Basta così poco per far riaffiorare un ricordo. Una parola, un oggetto, un suono, un profumo. Basta poco.

Poi però viene scoperchiato il vaso di Pandora. I ricordi prendono vita. Se sono belli, ti ci crogioli, certo. Ma se non lo sono? Se non lo sono, riviverli è un supplizio. Un calvario che ti sconvolge così tanto la testa da convincerti di aver viaggiato nel tempo fino a quel preciso momento.
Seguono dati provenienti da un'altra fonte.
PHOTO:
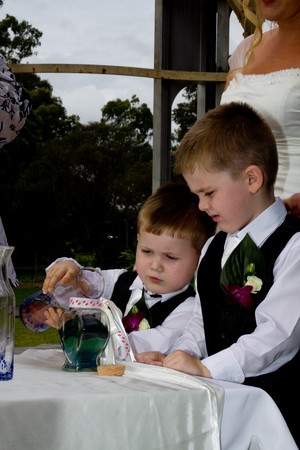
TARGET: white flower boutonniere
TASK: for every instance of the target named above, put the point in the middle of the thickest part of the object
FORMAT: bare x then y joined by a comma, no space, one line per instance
238,277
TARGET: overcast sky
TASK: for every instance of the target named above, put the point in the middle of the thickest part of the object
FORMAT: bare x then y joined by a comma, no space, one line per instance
107,32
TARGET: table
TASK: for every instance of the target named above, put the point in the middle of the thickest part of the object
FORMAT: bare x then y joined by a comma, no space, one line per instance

Ti ritrovi inerme a rivivere quella scena, fermo, senza poter fare nulla se non subire la contorta realtà in cui il tuo cervello ti ha spinto a fatica.

Poi la giornata – o serata che sia – viene modellata ad immagine di quel dannato ricordo. Tutto s’ingrigisce. Tutto acquista un odore sgradevole, come di bruciato. La bocca non produce più alcun suono, all’improvviso cala la stanchezza, violenta come grandine.

Il mondo si distorce tutt’attorno. Inizi a dubitare di tutto, di tutti, anche – e forse, soprattutto – di te stesso.

Oggi a lavoro ho fatto schifo. No, tu non mi ami davvero. O sono io a non provare nulla per te? I miei amici non mi pensano neppure. Non conto nulla. Sono un’ignorante.

Giungono in fretta all’orecchio le voci, mentre flashback di quel dannato ricordo ti assillano, ti inseguono, ti scoperchiano la testa e ti perseguitano fino all’isteria.

Che confusione.

Non voglio rivivere questo scempio atroce, ti prego basta, qualcuno fermi questa tortura.

Ma perché, poi? Perché devo subire tutto questo? È forse un modo del mio subconscio di dirmi qualcosa? Ho forse dei conti in sospeso, delle questioni irrisolte?

Ma certo.

Come faccio a stare meglio se basta un ricordo a buttarmi giù?

All’improvviso non penso ad altro se non andare a dormire. Concludere la giornata. Metterci una pietra sopra. Ma solo per oggi.

Perché lo so che nulla passa davvero, che le sofferenze sbiadiscono sullo sfondo ma restano reali, che questa pece mi impregna i vestiti, i capelli, la pelle stessa. Non mi si leva di dosso. Non si lava via, mai del tutto.

Io posso solo sperare che nessuna parola, nessun oggetto, nessun suono e nessun profumo mi riportino alla mente amari ricordi. Almeno domani.

Ora mi mancano le forze.

La giornata si è consumata come legna in un camino, ma ha prodotto solo un gelo che ora mi fa rabbrividire, anche se sono sotto le spesse coperte del mio letto.

È ora di mettere una fine a questa follia, ne ho abbastanza.

Spengo la luce, mi rannicchio con le ginocchia strette al petto e chiudo gli occhi.

Spero solo di addormentarmi in fretta.